The tentativeness that marked her was not anxiety, but sorrow.

I’d try to speak with her, make some lame joke, and she’d smile and hold my gaze for a long, uncomfortable moment before walking away. I couldn’t get the others to stop talking long enough to explain what sanctification meant, and I couldn’t get a syllable out of her. I used to wonder if she was mute, but no one said so. She was just quiet, apparently, like it was a psychological thing and not some disability.

One night, sometime during the hours of purgatory between three and five in the morning during a lock-in, I returned from the bathroom to find the youth all asleep, even the ones pumped full of Monsters, and Janice sitting up in her sleeping bag staring at me, as if she wanted to say something. She lay down and went to sleep.

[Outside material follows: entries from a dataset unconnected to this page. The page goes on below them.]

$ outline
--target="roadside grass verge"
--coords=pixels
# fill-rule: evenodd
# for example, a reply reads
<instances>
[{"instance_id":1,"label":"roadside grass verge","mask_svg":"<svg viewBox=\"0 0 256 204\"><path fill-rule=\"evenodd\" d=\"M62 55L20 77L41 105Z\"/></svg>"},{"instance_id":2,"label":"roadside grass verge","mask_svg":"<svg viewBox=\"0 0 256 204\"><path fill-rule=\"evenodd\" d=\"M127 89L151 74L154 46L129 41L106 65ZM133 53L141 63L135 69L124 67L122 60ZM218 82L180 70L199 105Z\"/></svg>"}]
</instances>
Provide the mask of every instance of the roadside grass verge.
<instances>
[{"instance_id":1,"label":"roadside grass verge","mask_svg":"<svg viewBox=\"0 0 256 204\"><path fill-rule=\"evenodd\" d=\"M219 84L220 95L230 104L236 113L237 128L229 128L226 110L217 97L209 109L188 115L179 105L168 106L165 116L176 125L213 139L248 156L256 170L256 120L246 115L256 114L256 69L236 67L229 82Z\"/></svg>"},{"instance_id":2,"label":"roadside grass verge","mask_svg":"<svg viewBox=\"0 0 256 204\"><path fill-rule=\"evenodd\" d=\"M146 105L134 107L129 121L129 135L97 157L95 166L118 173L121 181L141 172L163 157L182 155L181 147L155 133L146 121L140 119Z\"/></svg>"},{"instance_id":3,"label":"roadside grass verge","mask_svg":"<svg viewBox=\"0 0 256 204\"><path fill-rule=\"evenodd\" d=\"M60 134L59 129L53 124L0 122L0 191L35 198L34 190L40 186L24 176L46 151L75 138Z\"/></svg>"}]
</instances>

I received a note that summer thanking me for all my time and effort and that, if they didn’t end up moving, her parents wanted to invite me over for dinner.

I knocked on their door mid-August. They lived on a piece of land surrounded by trees, so that though it was almost in the city, it felt isolated. They received me with a sort of hesitancy, and I braced myself for some revelation, a sin or addiction their daughter had that they hoped I would fix.

Janice greeted me with a nervous smile and sat, looking more self-conscious than I had ever seen her.

Janice is special, they told me. She can talk, they said, but she chooses not to. They handed me a pair of headphone, nice ones, ones that canceled sound. Her father put on a pair as well. Her mother leaned back in the sofa.

Janice spoke. I couldn’t hear her, of course, but I saw her lips move. I thought maybe she said, “Hello.”

Her father removed his headphones and motioned for me to do the same. Her mother had fallen asleep.

I didn’t understand what was going on. I looked to Janice. Her eyes sparkled suddenly, mischievously, and she opened her mouth…

When I woke, she was there, hand on my shoulder, shaking me. Her mother and father were asleep. I understood.

With a word, she could subdue her parents. She could silence her classroom or a gym of spectators. A bully would fall unconscious at her feet with a single syllable.

There she sat on a worn couch, staring at me meekly, and I realized how powerful she was.

She had notebooks full of conversations with her parents, and other notebooks with poetry and sketches, and still others full of all her anger and hurt. But, as far as I know, she had spoken very few words in public.

What her father feared was that someone would find out. The world is sleepless, restless, anxious, and if someone discovered a cure, if someone found a way to record her voice or analyze her genes, who knew what would come of it?

She had wanted me to know because she trusted me, because she knew I had allegiances beyond myself, and she wanted desperately to be able to share herself with someone.

As I taught and knew her those next years, I wondered to myself: Does she lay awake at night, unable to sleep, thinking of everything she wants to say but can’t? She can talk to herself, of course. She can sing when she’s alone, and she does, she admitted once in a letter. But if someday she finds a young man, she will say “I love you” and he will not hear. No one has ever heard her voice, and no one can.

She wrote me once that she loves to pray aloud.

They did finally move during her junior year because of her father’s job. It was best, she wrote me. Friendships were too deep here, and deep friendships hurt when you can’t share yourself.

She kept in contact through the mail. She avoided social media because she knew she would write and write. I think she really was afraid of sharing herself with others, even in normal ways, after years of silence.

She became a nurse, and she would whisper in the ears of her patients when they were in too much pain to rest. She liked the job, thought it was a calling, to give rest to the weary. I think she’s right.

She doesn’t write much anymore. I suppose after awhile, silence catches up with you, becomes part of you. Maybe she’s found a new confidant, but I don’t think so. I hope, though, that she still talks when she’s alone, still talks to the God she loved so much when I knew her because “like a sheep before its shearer is silent, so he opened not his mouth.”

Somewhere out there, she is still there with bright eyes and confident step, sliding through a noisy world alone and murmuring words we will never hear.